李彦琪知折翎厉害,心中亦觉惭愧,默默羞退。一旁那金将见折翎举弓,戟指出胡语向墙上叫嚷,最先发问那名宋人待金将住口,扬声对折翎等人道:「这位金将名为乌鲁,乃是此次伐蜀北路军统帅。大军到处,所向披靡,小小山砦,安敢相抗?尔等于此强逆天命,无异螳臂当车,定为我军碾做齑粉。此时若是归降,乌鲁将军尚可留尔等狗命,如若不……」

那宋人唾沫横飞,正抑扬顿挫说的过瘾,忽觉眼前一花、颌下一紧,一个「降」字噎在喉头,化作嗬嗬呻吟,再难出口。又几息,颓然倒地。随行金军见羽箭无翎、电闪杀人,恐乌鲁有失,飞速抢前筑成盾阵。

折翎在墙上昂然道:「李彦琪,告诉乌鲁金狗,这一箭便是答复!」说着,再搭支箭上弦道:「这一箭,乃是回礼!」言尽弦松,无翎箭出,将盾阵穿出个大洞。

乌鲁在阵后抽刀磕穿盾之箭,仍被震退几步。眼望自己面前伤兵碎盾,怒哼了一声,对李彦琪道:「你,攻!」说罢,转身离去。李彦琪深深看了眼折翎,亦随后远去。

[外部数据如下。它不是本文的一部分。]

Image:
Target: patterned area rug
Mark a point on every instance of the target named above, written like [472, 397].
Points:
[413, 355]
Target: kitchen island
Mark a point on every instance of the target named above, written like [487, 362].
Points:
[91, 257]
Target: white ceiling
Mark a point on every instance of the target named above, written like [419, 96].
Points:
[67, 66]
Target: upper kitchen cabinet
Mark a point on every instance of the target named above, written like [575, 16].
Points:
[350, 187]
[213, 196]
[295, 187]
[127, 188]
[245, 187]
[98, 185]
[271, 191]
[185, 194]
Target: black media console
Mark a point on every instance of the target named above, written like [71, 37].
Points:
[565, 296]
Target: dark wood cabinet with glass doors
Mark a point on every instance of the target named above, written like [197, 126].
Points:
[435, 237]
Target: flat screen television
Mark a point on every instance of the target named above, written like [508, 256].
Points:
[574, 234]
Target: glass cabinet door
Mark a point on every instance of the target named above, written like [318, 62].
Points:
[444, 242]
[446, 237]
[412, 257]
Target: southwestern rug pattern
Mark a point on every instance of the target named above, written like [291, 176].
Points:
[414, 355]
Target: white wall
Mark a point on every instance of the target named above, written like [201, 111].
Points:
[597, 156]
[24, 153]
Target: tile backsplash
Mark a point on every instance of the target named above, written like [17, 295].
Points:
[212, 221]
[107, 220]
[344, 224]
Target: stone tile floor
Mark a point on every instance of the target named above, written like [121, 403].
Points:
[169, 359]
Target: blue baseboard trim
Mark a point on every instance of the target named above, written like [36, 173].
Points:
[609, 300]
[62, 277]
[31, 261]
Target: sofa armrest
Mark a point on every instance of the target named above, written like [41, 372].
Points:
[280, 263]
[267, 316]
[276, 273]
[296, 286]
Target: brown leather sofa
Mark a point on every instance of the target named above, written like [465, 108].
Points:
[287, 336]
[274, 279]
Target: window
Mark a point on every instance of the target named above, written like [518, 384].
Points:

顿饭工夫,金营中宋人叛军整军已毕,刀盾在前,弓箭在后,约有两千余人,远观颇为齐整。砦墙上,众人早已严阵以待。那油布蒙着的物事亦搬到了砦墙之上,左右各二,摆列分布。折翎极目远眺,见乌鲁亲自带了数千金兵列在叛军之后督战,却怎也望不见李彦琪踪影。正纳闷时,魏庆来在身边悄声禀道:「依将军之命,这几日将那天在峰顶之人编为一队,日夜监视不敢放松。那些仆妇只是担抬煮饭,仍未发现可疑者。」

折翎颔首道:「你无需前来与战,只顾着监视便是,万不可放松警惕,娜娜必在其中!即使查她不出,能令她不在砦中作恶,亦是大功一件。」

魏庆斜眼看了看金营,不情愿地拱手而退。金营中敲起战鼓,军兵齐动。叛军擎盾,一步步向砦墙逼来。砦前斜坡本就陡峭,几日来又被砦丁将坡上石板拆了个干净,泼水为泥之下更是难行。叛军行至离砦墙箭半之地,行速变缓,行伍也渐凌乱。到了一箭之地,队伍间偶有跌倒者,更带乱一片兵士。几名军校在后喝骂,亦难以制止。砦墙上,数十弓手早已张弓搭箭,只待折翎一声令下,便放箭杀敌。折翎将右手缓缓举起,扬声道:「砦前汉家儿郎听了!我乃吴玠吴经略麾下、箭营指挥折翎,奉命率箭营在此守砦,抵住金狗入蜀之路。你等皆是大宋西军,亦曾在陕西见过金狗残暴、祸我大宋百姓。何以助纣为虐、留千古骂名、为子孙之耻?若有非依本心、不得已而降金者,便将兵刃背在身后,我使人接引入砦,重归宋营、共御金狗。若此番言罢仍是执迷不悟,休怪折翎再不念同袍情分!」

砦前叛军,听了折翎及箭营之名,个个心惊、裹足不前。待折翎说完,本在喝骂发令的军校亦大多默默,再无适才那般凶恶模样。乌鲁在阵后见折翎喊话、叛军犹疑,遂大声以胡语发令。数千金军闻令一声呼喝,亮兵刃齐向前迈进,手中刀枪抵住叛军最后排背脊,方始停步。在后叛军恐惧,纷纷往前拥挤,在前者不知所以,却难以立足,被后面人一点点推近砦墙。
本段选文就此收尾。